Interface is more modern to look at
Able to get more done inside M&M itself, such as reverb, high and low pass filters, before it hits your DAW
All of the sampled drums are within a certain style - i.e. they are all slightly different flavours of the same sound. Obviously it's geared towards modern metal sounds.
The ability to control mic bleed has been added. Apparently it makes things more realistic, but I just leave it at default and will never touch it.
Groove manager and player. Personally I have little use for it. The add-on packs are $25 each and there are two different packs available right now.
Cons:

Interface only just fits on my 15 inch retina MacBook Pro screen if you turn off all the extra Kontact options such as showing the keyboard. If you're on a smaller screen, you may be stuck scrolling up and down. I feel like M&M could have been more space efficient in design.
It isn't "retina" optimised.
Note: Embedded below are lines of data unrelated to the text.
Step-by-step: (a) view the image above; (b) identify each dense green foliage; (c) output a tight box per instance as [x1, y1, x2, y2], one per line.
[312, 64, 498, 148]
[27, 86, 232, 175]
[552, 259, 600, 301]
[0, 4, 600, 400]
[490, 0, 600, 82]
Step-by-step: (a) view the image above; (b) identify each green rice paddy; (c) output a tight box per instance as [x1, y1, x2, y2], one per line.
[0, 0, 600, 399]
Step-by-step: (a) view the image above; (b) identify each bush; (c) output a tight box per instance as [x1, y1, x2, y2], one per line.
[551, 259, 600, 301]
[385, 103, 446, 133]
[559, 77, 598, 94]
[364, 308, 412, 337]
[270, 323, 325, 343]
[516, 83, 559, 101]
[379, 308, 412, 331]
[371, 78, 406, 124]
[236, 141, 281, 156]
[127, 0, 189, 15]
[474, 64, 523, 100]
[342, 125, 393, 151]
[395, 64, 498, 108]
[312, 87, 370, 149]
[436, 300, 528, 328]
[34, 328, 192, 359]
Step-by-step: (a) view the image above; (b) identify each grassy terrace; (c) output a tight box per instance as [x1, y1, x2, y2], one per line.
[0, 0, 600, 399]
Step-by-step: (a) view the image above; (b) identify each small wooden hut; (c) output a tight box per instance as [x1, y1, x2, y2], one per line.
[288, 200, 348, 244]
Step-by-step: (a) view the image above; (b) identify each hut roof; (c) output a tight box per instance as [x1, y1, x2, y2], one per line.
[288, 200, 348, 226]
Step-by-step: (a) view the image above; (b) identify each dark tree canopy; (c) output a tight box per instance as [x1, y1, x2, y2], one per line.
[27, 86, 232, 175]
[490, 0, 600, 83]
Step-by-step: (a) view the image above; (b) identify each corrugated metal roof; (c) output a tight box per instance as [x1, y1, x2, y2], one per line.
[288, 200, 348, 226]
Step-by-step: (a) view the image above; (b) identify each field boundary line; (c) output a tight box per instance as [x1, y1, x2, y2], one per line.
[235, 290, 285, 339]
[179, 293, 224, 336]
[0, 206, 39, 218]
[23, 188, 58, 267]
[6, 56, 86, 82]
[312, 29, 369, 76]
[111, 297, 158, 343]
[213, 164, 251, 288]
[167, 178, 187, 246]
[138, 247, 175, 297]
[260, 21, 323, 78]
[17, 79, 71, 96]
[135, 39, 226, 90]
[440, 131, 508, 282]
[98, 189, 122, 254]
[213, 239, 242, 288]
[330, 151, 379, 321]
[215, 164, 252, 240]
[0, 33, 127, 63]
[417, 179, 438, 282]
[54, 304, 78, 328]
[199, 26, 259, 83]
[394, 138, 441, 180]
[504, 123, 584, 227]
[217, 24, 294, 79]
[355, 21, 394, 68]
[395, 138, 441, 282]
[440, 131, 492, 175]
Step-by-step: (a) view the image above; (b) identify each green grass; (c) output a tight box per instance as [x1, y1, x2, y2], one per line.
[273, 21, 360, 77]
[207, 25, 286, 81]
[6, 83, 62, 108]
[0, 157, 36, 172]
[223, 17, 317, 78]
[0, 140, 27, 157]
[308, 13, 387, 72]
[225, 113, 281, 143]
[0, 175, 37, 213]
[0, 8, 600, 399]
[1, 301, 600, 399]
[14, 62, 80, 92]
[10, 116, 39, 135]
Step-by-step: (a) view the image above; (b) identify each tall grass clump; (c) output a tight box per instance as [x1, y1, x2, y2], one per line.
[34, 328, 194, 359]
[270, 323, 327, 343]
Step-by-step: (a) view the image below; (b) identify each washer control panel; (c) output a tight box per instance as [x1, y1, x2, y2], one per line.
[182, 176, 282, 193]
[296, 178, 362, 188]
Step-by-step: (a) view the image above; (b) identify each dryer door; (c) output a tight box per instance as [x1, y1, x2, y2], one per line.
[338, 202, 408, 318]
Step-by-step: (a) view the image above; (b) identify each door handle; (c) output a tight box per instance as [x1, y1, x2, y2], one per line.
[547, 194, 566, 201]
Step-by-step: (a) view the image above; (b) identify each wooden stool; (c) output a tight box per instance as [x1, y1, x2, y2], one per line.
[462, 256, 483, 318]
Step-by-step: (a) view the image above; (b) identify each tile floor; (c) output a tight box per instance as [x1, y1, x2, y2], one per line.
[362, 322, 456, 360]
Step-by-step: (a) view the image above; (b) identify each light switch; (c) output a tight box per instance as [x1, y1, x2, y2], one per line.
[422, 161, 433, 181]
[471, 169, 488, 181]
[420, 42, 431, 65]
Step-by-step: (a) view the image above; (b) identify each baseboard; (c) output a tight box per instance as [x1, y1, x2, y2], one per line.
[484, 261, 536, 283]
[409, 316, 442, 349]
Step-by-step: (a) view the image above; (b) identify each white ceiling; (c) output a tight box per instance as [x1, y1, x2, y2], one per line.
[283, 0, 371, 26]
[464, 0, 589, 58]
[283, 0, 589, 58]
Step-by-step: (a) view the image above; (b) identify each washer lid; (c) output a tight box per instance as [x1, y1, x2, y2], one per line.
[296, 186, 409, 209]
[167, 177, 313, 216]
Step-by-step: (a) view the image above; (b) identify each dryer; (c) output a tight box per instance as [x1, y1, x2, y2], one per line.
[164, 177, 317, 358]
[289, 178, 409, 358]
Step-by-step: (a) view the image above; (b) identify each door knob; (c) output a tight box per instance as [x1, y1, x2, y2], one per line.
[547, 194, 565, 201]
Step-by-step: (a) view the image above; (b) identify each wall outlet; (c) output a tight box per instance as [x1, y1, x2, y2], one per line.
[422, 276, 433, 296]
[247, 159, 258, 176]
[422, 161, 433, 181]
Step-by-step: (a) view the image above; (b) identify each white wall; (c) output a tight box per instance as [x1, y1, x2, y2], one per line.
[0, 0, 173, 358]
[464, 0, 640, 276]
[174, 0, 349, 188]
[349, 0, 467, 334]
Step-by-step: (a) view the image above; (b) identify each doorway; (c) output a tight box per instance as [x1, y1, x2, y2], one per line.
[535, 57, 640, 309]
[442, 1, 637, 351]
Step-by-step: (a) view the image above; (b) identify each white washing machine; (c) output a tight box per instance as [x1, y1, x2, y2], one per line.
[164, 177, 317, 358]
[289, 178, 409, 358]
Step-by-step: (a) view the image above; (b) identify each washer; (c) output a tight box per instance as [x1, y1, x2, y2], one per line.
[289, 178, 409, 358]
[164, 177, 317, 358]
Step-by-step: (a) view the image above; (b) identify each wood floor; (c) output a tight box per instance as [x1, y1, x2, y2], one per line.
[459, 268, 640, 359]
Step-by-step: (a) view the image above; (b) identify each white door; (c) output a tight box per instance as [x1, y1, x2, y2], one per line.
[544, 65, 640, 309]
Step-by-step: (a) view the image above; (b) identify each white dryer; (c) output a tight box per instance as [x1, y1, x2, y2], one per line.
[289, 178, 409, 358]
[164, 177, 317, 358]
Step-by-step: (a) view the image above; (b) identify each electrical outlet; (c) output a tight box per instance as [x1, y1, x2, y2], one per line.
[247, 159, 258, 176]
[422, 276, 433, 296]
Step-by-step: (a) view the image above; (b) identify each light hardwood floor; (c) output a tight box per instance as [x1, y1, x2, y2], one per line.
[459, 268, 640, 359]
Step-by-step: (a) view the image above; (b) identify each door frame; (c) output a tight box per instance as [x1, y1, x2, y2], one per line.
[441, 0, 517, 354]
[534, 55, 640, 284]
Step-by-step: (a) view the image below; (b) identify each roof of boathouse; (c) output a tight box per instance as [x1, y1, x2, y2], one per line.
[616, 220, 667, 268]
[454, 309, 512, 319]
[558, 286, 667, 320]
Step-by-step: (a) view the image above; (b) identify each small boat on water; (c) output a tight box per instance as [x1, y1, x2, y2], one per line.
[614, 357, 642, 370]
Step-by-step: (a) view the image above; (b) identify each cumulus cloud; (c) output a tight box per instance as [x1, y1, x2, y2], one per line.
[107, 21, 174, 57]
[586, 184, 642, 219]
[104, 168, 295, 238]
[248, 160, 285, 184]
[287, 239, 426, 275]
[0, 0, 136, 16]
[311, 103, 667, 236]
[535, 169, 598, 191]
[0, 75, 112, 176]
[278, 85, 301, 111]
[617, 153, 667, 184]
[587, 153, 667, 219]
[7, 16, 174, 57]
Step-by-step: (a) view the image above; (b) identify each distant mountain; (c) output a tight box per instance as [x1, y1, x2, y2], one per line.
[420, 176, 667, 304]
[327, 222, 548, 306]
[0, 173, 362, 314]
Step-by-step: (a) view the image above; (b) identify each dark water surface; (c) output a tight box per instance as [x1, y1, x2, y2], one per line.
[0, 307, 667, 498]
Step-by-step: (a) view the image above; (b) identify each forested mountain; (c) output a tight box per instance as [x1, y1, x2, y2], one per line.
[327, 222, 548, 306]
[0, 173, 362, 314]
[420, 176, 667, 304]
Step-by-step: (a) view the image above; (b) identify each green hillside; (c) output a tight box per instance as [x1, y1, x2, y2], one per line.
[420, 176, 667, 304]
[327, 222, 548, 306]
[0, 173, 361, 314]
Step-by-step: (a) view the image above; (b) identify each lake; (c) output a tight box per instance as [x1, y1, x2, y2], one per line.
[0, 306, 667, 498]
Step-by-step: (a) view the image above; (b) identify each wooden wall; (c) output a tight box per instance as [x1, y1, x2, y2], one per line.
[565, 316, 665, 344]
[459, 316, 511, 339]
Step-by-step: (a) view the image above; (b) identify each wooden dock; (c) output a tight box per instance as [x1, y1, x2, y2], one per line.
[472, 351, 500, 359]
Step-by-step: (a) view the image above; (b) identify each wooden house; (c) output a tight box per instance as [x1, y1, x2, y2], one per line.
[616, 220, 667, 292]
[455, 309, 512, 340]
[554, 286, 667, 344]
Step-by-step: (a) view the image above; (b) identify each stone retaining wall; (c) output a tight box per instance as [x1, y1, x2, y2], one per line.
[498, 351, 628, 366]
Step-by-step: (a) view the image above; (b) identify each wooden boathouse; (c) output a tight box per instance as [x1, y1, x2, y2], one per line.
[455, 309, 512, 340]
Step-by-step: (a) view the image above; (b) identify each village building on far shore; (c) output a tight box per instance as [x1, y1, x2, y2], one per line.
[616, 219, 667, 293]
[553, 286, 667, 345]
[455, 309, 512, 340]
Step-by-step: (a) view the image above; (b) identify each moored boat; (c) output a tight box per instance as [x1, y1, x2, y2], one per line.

I assume that is Kontact's fault, but the pixelated look is really shitty in 2018.
Default key mapping is totally different to GGD, so when I loaded M&M onto GGD tracks, everything was off
Only 1 rack tom and 2 floor toms. GGD had 2 racks and 2 floors. This is a major bummer.
Downloading process means installing some download manager software ("Connect") onto your computer which downloads a bunch of .rar files and unzips them. GGD used to be a simple web-based download. I don't like being forced to install more stuff on my computer.
In summary: 

If you need metal drum samples which sound great and you're happy to process and mix them yourself, I'd still get GGD. 

If you want something which gives better sounds by default, and you are lazy like me, get M&M.